Prinsip-prinsip umum manajemen (general principle of management) teridiri dari:
Prinsip-prinsip umum manajemen (general principle of management) teridiri dari:
1. Pembagian kerja (Division of work)
Pembagian kerja harus disesuaikan dengan
kemampuan dan keahlian sehingga pelaksanaan kerja berjalan efektif.
Oleh karena itu, dalam penempatan harus menggunakan prinsip the right
man in the right place. Pembagian kerja harus subyektif yang didasarkan
atas dasar like and dislike.
Dengan adanya prinsip the right man in
the right place akan memberikan jaminan terhadap kestabilan, kelancaran
dan efesiensi. Pembagian kerja yang baik merupakan kunci bagi
penyelengaraan kerja. kecerobohan dalam pembagian kerja akan berpengaruh
kurang baik dan mungkin menimbulkan kegagalan dalam penyelenggaraan
pekerjaan, oleh karena itu, seorang manajer yang berpengalaman akan
menempatkan pembagian kerja sebagai prinsip utama yang akan menjadi
titik tolak bagi prinsip-prinsip lainnya.
2. Wewenang dan tanggung jawab (Authority and responsibility)
Setiap dilengkapi dengan wewenang untuk
melakukan pekerjaan dan setiap wewenang melekat atau diikuti
pertanggungjawaban. Wewenang dan tanggung jawab harus seimbang. Setiap
pekerjaan harus dapat memberikan pertanggungjawaban yang sesuai dengan
wewenang. Oleh karena itu, makin kecil wewenang makin kecil pula
pertanggungjawaban demikian pula sebaliknya.
Tanggung jawab terbesar terletak pada
manajer puncak. Kegagalan suatu usaha bukan terletak pada karyawan,
tetapi terletak pada puncak pimpinannya karena yang mempunyai wewemang
terbesar adalah manajer puncak. oleh karena itu, apabila manajer puncak
tidak mempunyai keahlian dan kepemimpinan, maka wewenang yang ada
padanya merupakan bumerang.
3. Disiplin (Discipline)
Disiplin merupakan perasaan taat dan
patuh terhadap pekerjaan yang menjadi tanggung jawab. Disiplin ini
berhubungan erat dengan wewenang. Apabila wewenang tidak berjalan dengan
semestinya, maka disiplin akan hilang. Oleh karena ini, pemegang
wewenang harus dapat menanamkan disiplin terhadap disrinya sendiri
sehingga mempunyai tanggung jawab terhadap pekerajaan sesuai dengan
weweanng yang ada padanya.
4. Kesatuan perintah (Unity of command)
Dalam melakasanakan pekerjaan, karyawan
harus memperhatikan prinsip kesatuan perintah sehingga pelaksanaan kerja
dapat dijalankan dengan baik.
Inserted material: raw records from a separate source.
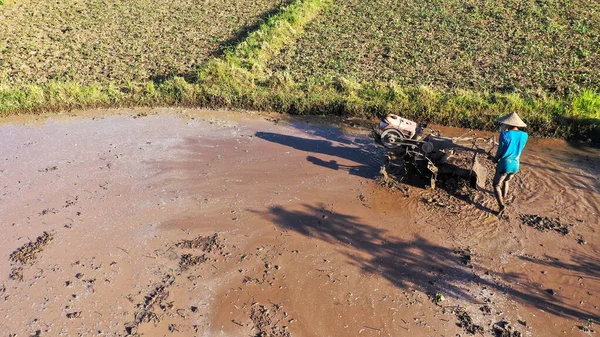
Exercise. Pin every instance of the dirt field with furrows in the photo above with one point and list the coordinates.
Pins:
(90, 41)
(500, 46)
(171, 222)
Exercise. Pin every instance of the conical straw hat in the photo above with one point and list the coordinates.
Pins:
(512, 119)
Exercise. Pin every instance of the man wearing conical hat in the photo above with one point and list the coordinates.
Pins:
(510, 145)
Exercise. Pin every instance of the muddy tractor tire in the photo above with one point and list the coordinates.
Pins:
(392, 138)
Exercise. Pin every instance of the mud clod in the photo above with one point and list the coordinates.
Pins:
(27, 253)
(544, 224)
(263, 319)
(16, 274)
(465, 256)
(504, 329)
(189, 260)
(76, 314)
(466, 322)
(207, 244)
Karyawan harus tahu kepada siapa ia harus
bertanggung jawab sesui dengan wewenang yang diperolehnya. Perintah
yang datang dari manajer lain kepada serorang karyawan akan merusak
jalannya wewenang dan tanggung jawab serta pembagian kerja.
5. Kesatuan pengarahan (Unity of direction)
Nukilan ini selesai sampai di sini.